Le secteur ouest du Pacifique Nord est celui qui connaît à la fois les cyclones les plus nombreux et les plus violents. Il est donc particulièrement intéressant de regarder l’évolution des quatre dernières décennies pour cette région. Le nombre de tempêtes tropicales (tropical storms) et de cyclones (hurricanes) n’y connaît aucune tendance à la hausse :
L’indice ACE (Accumulated Cyclone Energy) est communément utilisé pour évaluer l’intensité tant d’un cyclone pris isolément que d’une saison cyclonique. Son évolution pour l’ouest du Pacifique Nord ne montre là non plus aucune tendance à la hausse :
Regarder ces évolutions au niveau mondial conduit précisément aux mêmes conclusions :
- Évolution du nombre total de cyclones (bas) et de tempêtes tropicales (haut) au niveau mondial
- Évolution de l’indice ACE au niveau mondial (haut) et pour l’hémisphère nord (bas)
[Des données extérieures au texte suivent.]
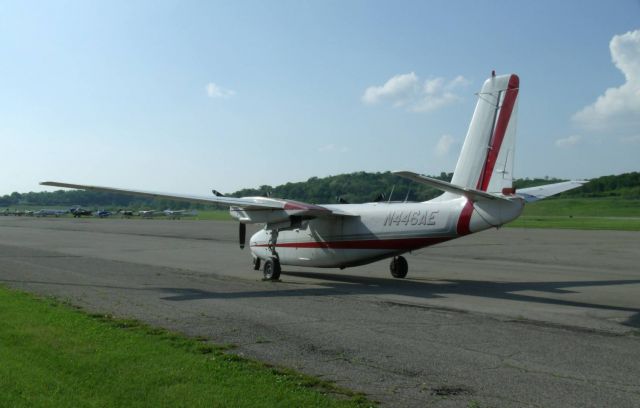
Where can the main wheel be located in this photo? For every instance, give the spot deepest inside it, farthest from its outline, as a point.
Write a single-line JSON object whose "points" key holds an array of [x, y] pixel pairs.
{"points": [[399, 267], [271, 269]]}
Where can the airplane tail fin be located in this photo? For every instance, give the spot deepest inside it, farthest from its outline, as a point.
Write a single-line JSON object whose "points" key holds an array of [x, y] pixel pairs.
{"points": [[486, 160]]}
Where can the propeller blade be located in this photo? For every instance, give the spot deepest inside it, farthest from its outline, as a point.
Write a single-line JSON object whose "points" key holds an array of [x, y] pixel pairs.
{"points": [[242, 235]]}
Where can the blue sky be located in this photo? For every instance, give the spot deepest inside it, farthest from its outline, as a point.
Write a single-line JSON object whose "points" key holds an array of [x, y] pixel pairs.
{"points": [[187, 96]]}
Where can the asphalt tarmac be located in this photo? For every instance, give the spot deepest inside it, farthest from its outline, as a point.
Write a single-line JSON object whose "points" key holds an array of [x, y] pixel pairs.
{"points": [[508, 318]]}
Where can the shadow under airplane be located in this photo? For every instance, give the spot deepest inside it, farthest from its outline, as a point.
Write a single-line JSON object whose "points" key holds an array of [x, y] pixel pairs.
{"points": [[337, 285]]}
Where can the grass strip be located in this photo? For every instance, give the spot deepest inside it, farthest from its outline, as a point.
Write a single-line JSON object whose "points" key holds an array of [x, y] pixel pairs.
{"points": [[52, 354], [580, 223]]}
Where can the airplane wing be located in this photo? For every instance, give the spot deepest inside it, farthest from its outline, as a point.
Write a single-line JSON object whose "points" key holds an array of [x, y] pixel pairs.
{"points": [[474, 195], [289, 207], [532, 194]]}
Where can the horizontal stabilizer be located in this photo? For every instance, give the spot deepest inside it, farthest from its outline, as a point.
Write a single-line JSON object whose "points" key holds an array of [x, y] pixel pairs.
{"points": [[471, 194], [532, 194]]}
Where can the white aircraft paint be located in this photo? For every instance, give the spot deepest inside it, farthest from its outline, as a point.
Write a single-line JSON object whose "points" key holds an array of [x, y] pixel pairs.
{"points": [[480, 196]]}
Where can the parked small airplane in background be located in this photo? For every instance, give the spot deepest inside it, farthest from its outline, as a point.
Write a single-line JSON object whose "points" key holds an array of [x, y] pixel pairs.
{"points": [[103, 213], [125, 213], [49, 212], [78, 211], [480, 196], [177, 214]]}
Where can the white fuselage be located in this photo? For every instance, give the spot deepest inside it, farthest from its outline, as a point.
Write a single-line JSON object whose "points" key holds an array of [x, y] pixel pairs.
{"points": [[380, 230]]}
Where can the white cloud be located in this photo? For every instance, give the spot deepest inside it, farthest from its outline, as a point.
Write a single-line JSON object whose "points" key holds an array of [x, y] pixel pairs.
{"points": [[444, 145], [332, 148], [408, 91], [630, 139], [618, 109], [216, 91], [568, 141], [397, 89]]}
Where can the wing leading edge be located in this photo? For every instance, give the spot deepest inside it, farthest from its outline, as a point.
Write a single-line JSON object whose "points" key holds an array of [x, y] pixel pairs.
{"points": [[529, 195], [532, 194], [245, 205]]}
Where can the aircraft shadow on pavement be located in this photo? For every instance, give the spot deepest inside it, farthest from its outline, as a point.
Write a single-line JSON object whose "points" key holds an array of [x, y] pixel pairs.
{"points": [[342, 285]]}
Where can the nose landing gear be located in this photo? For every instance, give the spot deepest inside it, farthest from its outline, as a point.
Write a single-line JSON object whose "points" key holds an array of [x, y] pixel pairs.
{"points": [[398, 267], [271, 269]]}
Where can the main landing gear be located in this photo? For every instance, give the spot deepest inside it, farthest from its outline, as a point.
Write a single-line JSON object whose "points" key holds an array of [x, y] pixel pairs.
{"points": [[399, 267]]}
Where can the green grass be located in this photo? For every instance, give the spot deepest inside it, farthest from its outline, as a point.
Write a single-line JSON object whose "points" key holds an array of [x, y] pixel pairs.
{"points": [[585, 207], [585, 223], [611, 213], [217, 215], [54, 355]]}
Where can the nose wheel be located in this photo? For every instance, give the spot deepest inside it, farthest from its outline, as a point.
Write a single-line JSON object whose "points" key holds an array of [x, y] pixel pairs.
{"points": [[271, 269], [399, 267]]}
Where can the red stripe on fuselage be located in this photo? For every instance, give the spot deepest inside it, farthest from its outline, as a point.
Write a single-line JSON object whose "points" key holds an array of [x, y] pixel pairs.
{"points": [[392, 244], [498, 135]]}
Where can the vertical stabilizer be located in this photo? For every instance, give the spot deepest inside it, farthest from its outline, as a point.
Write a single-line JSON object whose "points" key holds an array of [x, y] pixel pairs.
{"points": [[486, 160]]}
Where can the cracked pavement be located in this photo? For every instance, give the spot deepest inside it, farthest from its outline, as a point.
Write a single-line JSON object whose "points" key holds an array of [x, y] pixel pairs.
{"points": [[506, 318]]}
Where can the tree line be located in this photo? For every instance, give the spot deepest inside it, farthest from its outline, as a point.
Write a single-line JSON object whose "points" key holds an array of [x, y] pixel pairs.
{"points": [[356, 187]]}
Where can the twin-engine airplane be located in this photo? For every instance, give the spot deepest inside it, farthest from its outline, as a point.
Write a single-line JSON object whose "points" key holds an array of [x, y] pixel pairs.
{"points": [[480, 196]]}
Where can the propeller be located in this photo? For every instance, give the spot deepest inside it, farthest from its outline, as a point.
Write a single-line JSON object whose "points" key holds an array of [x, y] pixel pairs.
{"points": [[242, 235]]}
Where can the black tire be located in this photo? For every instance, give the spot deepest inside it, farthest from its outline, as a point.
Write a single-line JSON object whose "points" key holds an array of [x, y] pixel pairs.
{"points": [[271, 269], [399, 267]]}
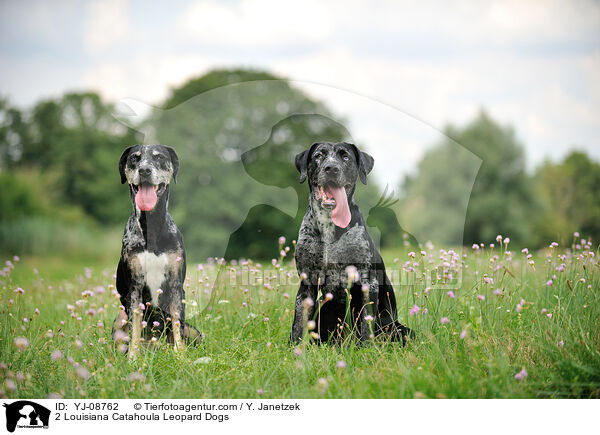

À la lecture de ces graphiques, on comprend aisément pourquoi les médias font constamment référence aux prévisions des modèles, plutôt qu’à ce qui se passe réellement. Ils auraient beaucoup plus de mal à vendre de la peur ! En annonçant le pire et en isolant du passé des phénomènes météorologiques qui ont pourtant une histoire, ils tentent de nous faire accroire qu’aujourd’hui, c’est déjà demain. L’ennui pour les Cassandre, c’est que, certes, il y aura des cyclones destructeurs à l’avenir, mais ils furent par le passé bien pires que ceux que nous connaissons depuis l’ère des satellites.
Éclairage historique
Un cyclone tropical est d’autant plus puissant que la dépression est creuse, autrement dit que la pression atmosphérique en son centre est faible. On se sert donc communément de cette valeur pour les classer. La pression moyenne sur Terre au niveau de la mer est de 1013 hPa. En France, le record de basse pression date de 1821 (947 hPa). Au niveau mondial, c’est près du centre du typhon Tip que le record a été enregistré : 870 hPa ! Ce cyclone est à ce jour le plus puissant qui soit documenté, le plus vaste aussi, avec un diamètre excédant 2 000 km. Lui non plus n’est pas très récent, puisqu’il date de 1979. Le tableau suivant montre que de très intenses cyclones ont eu lieu avant les années 1980, atteignant des valeurs jamais retrouvées depuis.
Il faut noter toutefois que le Joint Typhoon Warning Center, qui dépend de l’armée américaine, a attribué à plusieurs cyclones du Pacifique Nord-ouest au cours de années 1990 des valeurs de pression reconstituées de 872 hPa, très en deçà de ce qui a été retenu par la suite (valeurs supérieures ou égales à 900hPa), mais que l’on trouve néanmoins fréquemment citées lorsque l’on fait des recherches sur le sujet.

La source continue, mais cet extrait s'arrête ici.